What if the way we react to Covid was linked to past allergies, like certain food allergies? This is the hypothesis formulated and verified by a team of American researchers. Cross-immunity, a new avenue for vaccines?

Why do some people escape contamination by the virus responsible for Covid, and not others? Why do some have symptoms, while others have few or no symptoms? These are the kinds of questions that have preoccupied researchers for almost 3 years now, because even if we understand the disease better and better, many questions remain for the moment without firm and definitive answers.

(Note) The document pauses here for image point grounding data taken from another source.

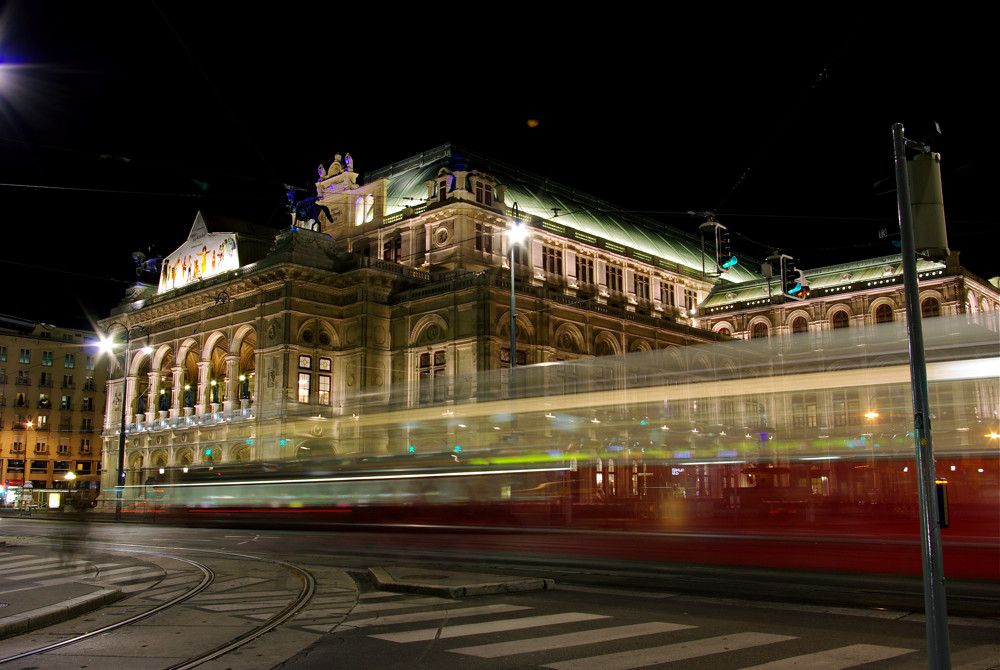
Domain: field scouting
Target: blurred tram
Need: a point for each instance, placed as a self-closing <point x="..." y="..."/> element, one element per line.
<point x="806" y="431"/>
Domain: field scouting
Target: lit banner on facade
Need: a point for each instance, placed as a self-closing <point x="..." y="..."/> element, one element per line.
<point x="204" y="255"/>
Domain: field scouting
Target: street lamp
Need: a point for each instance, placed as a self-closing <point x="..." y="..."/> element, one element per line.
<point x="107" y="346"/>
<point x="515" y="235"/>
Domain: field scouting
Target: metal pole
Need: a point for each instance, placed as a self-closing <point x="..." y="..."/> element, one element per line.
<point x="121" y="436"/>
<point x="935" y="608"/>
<point x="513" y="313"/>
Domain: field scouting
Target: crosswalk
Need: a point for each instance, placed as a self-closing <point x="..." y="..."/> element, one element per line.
<point x="398" y="619"/>
<point x="20" y="571"/>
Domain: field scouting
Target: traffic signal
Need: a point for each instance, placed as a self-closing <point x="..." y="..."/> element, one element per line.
<point x="793" y="280"/>
<point x="724" y="248"/>
<point x="719" y="235"/>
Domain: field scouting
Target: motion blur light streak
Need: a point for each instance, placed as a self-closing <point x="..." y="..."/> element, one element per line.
<point x="726" y="441"/>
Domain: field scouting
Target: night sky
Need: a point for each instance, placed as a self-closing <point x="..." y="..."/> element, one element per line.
<point x="118" y="124"/>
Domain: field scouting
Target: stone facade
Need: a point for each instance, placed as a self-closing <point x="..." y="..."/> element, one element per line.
<point x="52" y="398"/>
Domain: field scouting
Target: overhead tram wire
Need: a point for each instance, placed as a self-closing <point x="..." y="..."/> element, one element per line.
<point x="820" y="77"/>
<point x="215" y="90"/>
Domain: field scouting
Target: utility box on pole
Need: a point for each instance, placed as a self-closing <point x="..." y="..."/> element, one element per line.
<point x="927" y="205"/>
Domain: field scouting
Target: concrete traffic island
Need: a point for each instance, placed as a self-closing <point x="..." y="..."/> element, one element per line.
<point x="452" y="584"/>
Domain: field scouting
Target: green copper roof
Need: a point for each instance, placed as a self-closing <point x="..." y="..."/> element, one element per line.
<point x="866" y="274"/>
<point x="539" y="196"/>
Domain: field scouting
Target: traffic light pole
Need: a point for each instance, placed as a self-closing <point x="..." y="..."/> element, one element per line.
<point x="935" y="608"/>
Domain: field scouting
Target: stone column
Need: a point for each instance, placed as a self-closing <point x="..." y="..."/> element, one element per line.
<point x="153" y="398"/>
<point x="202" y="396"/>
<point x="231" y="391"/>
<point x="177" y="393"/>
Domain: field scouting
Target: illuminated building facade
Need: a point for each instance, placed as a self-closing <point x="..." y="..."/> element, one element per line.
<point x="52" y="388"/>
<point x="849" y="295"/>
<point x="395" y="291"/>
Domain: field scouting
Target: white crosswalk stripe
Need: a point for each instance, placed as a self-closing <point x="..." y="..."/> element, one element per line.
<point x="568" y="640"/>
<point x="835" y="659"/>
<point x="373" y="604"/>
<point x="641" y="658"/>
<point x="488" y="627"/>
<point x="415" y="617"/>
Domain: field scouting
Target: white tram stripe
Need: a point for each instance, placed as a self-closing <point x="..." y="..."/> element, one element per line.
<point x="432" y="614"/>
<point x="568" y="640"/>
<point x="641" y="658"/>
<point x="835" y="659"/>
<point x="426" y="634"/>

That concerning the capacity to resist the virus is one of them. Is this immunity innate, thanks to our blood group or genetic predispositions? Or acquired, due to prior exposure to proteins that resemble those of Sars-CoV-2? This last hypothesis is that of cross-immunity. It has notably been studied by an American team, whose study has just been published in the journal Frontiers in Immunology.

Broccoli and pineapple

A quick reminder: when our body is attacked by a pathogen, virus or bacteria, it triggers an immune response to neutralize it. To do this, it produces antibodies, proteins from white blood cells that attach to specific parts of the pathogen and contribute to its destruction. Once the infection has cleared, memory T and B cells retain, as their name suggests, the memory of all or part of the pathogen. And will therefore be able to react very quickly if he presents himself again.

However, it turns out that Sars-CoV-2 (and its many variants) shares a certain number of characteristics with other viruses – rhinoviruses for example, but not only. Certain proteins found in bacteria, vaccines, human cells and even food can also bear similarities to the coronavirus… and potentially trigger an immune reaction.

The researchers tested their hypothesis on proteins from common foods, vaccines, bacteria and viruses. The antibodies reacted most strongly with a common gut bacterium, called E.faecalis, and a vaccine against diphtheria, tetanus and whooping cough. And, significantly, with protein found in broccoli, toasted almonds, pork, cashews, milk, soy, and pineapple.

False good idea

Would the solution then be to favor these foods to immunize? It’s unlikely, and not really recommended: if the absorption of a food triggers an immune reaction, it’s because… you are allergic to it. This “solution” is therefore, at this stage, not one, and researchers do not consider these agents as a substitute for current vaccines. On the other hand, additional tests are needed to confirm that these proteins do confer real protection and, if so, whether it is short-term or long-term protection.